The Hobbit - we've lost the magic

The Hobbit stoush has been a Hollywood production, sadly a million miles from the New Zealand that once seemed so perfectly suited as the real world home of hobbits. It doesn't feel like we can trust anyone in this picture

As a teenager, I used to debate with friends how the JRR Tolkein movies should be made and who should play the lead roles. I wrote extensively and happily about The Lord of the Rings trilogy for the New Zealand Herald when I worked there. Yet after days and days and days of debate, The Hobbit films now leave nothing but a bad taste – pun intended – in my mouth.

The debate has been disturbingly vicious and nothing in it has made me proud to be a New Zealander, something that Sir Peter Jackson’s Tolkein films have done so well in the past.

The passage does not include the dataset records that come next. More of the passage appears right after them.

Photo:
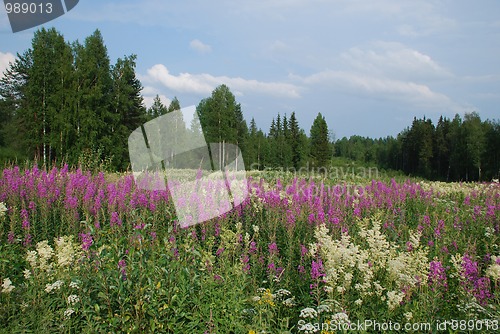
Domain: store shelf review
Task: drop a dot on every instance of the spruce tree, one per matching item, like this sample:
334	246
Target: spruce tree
320	144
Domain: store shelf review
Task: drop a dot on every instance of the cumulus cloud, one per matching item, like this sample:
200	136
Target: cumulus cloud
199	46
416	94
394	60
5	59
204	83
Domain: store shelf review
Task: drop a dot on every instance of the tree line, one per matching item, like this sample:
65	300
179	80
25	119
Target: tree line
455	149
61	101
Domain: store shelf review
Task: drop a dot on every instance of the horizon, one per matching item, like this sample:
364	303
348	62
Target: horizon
368	69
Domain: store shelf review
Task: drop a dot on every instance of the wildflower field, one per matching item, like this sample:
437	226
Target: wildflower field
92	253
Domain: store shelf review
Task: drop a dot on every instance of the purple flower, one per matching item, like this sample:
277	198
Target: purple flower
437	275
86	241
27	240
303	251
317	270
253	248
273	249
245	262
10	237
115	219
122	266
219	251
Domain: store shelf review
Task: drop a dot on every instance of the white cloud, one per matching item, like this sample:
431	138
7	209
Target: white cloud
199	46
416	94
205	83
5	59
149	93
394	60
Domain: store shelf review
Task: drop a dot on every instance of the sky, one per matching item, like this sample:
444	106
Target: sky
368	66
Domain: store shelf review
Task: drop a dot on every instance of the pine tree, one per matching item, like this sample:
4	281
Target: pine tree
474	138
320	144
128	108
93	109
294	139
222	122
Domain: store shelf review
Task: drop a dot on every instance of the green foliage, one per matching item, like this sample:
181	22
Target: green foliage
320	143
59	100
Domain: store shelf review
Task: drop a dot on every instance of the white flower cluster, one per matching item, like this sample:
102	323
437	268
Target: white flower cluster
74	285
340	318
41	258
351	265
7	286
308	312
73	299
394	298
67	251
290	302
3	209
54	286
489	231
68	313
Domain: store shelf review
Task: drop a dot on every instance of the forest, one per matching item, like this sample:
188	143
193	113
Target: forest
66	102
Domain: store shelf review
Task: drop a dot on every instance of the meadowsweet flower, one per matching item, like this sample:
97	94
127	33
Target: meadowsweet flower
66	251
7	286
340	318
308	312
289	302
267	298
323	308
394	299
27	274
54	286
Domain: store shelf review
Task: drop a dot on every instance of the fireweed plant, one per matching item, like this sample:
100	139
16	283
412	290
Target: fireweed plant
82	252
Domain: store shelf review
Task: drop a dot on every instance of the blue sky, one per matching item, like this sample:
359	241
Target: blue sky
368	66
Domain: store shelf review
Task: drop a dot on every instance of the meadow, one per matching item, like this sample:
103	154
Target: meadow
93	253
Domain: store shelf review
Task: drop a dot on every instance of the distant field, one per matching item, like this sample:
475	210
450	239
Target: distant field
304	253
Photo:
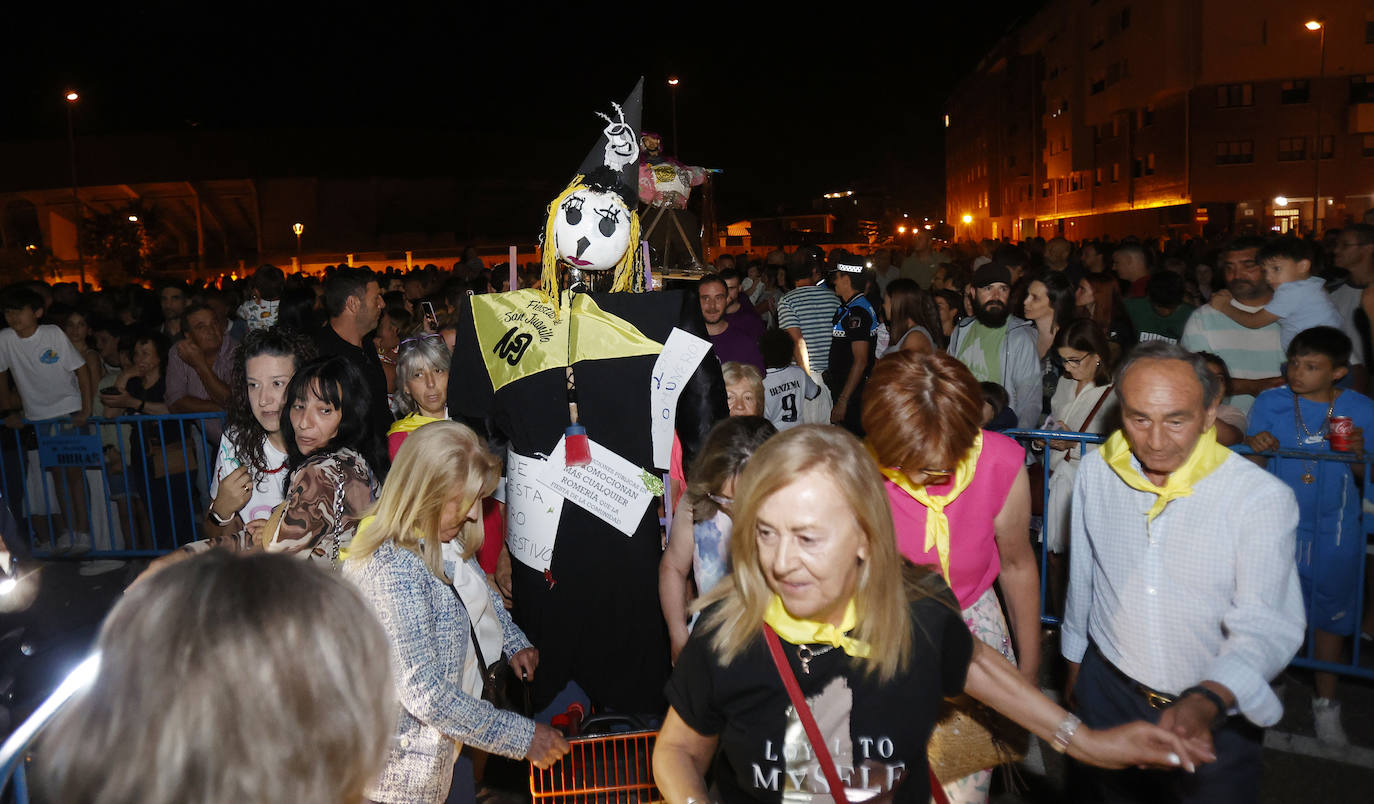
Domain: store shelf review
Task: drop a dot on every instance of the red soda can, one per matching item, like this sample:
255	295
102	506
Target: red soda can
1338	430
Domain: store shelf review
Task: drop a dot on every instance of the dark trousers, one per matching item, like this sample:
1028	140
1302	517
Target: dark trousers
1105	700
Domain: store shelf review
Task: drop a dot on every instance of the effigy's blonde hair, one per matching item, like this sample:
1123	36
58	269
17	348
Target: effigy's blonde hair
629	271
429	465
882	590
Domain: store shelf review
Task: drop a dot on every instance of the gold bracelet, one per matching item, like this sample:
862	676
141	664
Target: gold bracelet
1065	733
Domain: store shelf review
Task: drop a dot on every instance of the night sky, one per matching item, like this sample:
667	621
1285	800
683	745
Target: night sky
789	102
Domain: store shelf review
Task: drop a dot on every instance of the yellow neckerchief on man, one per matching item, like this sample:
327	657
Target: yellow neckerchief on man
937	524
811	632
1207	455
411	423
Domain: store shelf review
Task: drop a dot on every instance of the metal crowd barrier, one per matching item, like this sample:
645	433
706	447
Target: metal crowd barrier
140	483
1323	462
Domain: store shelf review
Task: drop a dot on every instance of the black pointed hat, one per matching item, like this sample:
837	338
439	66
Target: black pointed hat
613	162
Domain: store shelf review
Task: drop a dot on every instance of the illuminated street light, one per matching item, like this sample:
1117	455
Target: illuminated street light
672	92
76	198
1319	28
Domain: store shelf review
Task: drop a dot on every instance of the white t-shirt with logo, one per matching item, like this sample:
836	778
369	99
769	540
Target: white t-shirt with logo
44	369
268	491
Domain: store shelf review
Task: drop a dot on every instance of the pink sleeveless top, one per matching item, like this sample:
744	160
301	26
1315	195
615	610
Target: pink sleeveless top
973	543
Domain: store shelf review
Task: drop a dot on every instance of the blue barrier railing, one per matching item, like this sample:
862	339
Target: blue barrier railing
114	488
1321	461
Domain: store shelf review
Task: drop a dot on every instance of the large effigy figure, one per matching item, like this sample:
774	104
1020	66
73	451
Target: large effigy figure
590	367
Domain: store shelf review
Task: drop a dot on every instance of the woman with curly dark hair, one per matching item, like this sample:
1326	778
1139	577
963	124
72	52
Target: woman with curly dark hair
248	469
331	451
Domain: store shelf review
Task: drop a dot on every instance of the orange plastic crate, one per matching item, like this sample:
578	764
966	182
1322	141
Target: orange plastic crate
602	768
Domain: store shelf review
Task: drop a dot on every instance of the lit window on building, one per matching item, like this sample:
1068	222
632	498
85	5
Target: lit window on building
1292	149
1234	151
1231	95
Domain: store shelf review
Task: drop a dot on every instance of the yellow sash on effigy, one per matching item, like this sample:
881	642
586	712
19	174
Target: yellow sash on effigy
521	334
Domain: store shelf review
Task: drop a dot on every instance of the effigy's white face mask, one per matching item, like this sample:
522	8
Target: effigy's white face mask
591	230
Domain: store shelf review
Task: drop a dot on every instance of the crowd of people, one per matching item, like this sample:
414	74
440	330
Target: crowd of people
859	502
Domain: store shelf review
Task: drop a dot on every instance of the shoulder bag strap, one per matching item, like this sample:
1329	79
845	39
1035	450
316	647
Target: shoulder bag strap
1083	428
471	631
798	702
1093	414
818	741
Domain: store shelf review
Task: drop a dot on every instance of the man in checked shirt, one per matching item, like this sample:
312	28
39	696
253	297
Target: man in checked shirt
1183	590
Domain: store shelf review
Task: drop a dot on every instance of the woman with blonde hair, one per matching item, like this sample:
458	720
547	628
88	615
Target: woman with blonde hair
412	560
421	386
819	597
224	679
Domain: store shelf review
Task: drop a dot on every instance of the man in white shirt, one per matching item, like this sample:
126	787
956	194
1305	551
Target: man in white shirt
1183	590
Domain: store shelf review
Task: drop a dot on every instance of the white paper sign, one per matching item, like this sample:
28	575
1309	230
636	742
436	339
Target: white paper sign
532	511
610	488
680	356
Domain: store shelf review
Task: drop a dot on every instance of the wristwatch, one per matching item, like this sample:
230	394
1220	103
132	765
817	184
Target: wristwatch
1222	716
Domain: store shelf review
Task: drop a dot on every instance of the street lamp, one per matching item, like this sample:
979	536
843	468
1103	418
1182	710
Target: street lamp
1319	28
76	199
672	92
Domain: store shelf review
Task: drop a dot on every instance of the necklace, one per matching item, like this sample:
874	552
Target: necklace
805	654
1305	436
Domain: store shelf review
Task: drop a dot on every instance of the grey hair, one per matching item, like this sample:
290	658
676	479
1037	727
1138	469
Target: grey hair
228	678
423	352
1212	386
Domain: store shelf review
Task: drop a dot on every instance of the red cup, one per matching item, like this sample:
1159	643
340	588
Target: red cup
1338	430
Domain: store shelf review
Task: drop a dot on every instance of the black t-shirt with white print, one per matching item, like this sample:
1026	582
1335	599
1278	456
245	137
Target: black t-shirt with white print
877	733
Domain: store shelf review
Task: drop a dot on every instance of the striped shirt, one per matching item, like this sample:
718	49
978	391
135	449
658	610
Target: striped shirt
1207	591
812	309
1248	353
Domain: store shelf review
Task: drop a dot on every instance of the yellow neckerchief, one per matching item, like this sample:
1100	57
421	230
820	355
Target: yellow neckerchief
1207	455
362	525
937	524
811	632
410	423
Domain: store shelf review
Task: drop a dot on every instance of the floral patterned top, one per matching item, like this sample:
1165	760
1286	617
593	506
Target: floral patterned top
324	499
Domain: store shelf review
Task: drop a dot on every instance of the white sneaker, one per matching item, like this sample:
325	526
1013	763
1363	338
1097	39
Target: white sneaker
100	566
1326	716
77	542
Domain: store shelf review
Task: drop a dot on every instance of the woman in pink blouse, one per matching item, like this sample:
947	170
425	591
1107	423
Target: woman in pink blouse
961	503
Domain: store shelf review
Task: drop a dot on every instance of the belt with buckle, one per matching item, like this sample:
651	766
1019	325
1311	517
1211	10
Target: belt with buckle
1154	698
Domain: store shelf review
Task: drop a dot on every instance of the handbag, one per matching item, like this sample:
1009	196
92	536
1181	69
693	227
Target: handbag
818	741
970	737
500	686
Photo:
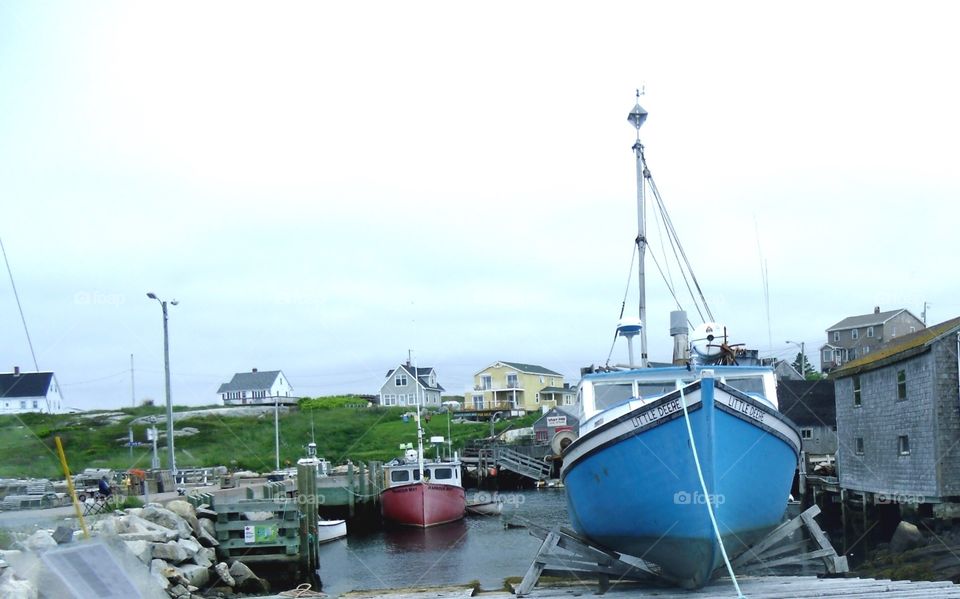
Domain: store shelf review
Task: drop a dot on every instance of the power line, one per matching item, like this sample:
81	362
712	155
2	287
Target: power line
19	307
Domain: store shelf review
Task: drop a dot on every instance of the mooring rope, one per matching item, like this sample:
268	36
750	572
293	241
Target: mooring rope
706	496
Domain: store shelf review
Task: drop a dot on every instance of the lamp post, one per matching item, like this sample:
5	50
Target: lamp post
803	358
171	460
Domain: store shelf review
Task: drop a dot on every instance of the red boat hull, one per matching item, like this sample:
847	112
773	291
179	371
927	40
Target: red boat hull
423	504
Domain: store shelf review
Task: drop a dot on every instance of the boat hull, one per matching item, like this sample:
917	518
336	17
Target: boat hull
423	504
632	483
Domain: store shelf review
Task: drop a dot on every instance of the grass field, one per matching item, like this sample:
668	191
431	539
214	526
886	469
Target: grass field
98	440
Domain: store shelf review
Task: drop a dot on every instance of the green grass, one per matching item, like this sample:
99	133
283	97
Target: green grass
341	433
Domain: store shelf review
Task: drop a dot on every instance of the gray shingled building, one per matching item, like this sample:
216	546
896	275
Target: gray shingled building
898	420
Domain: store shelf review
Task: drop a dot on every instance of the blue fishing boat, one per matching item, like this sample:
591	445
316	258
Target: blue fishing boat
685	464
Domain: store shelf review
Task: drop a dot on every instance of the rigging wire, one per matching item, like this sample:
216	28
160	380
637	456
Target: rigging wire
19	307
675	243
623	305
679	246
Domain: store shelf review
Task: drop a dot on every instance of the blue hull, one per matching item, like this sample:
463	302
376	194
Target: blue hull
632	484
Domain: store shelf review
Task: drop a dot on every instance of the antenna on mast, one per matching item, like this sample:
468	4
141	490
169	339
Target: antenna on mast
637	117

Business New Zealand Chief Executive Phil O’Reilly made the point well on Q+A this Sunday, when he said the movie industry “is now part of us”.

This isn’t just any old industrial dispute, this is about a trilogy of films that achieved something that New Zealanders crave – international relevance and attention. Sir Peter’s Tolkein movies have become this generation’s Everest summit or All Black ‘Originals’; a source of national pride and identity. We all feel like we helped make them.

Yet New Zealand’s famous good faith, self-deprecation and can-do attitude has been notably absent from this debate. Rather, it’s been befitting a Hollywood blockbuster, with real motives obscured by smoke, mirrors and special effects. Everything that looks real is a façade, the timing has been carefully stage-managed and everyone is trotting out well-rehearsed lines.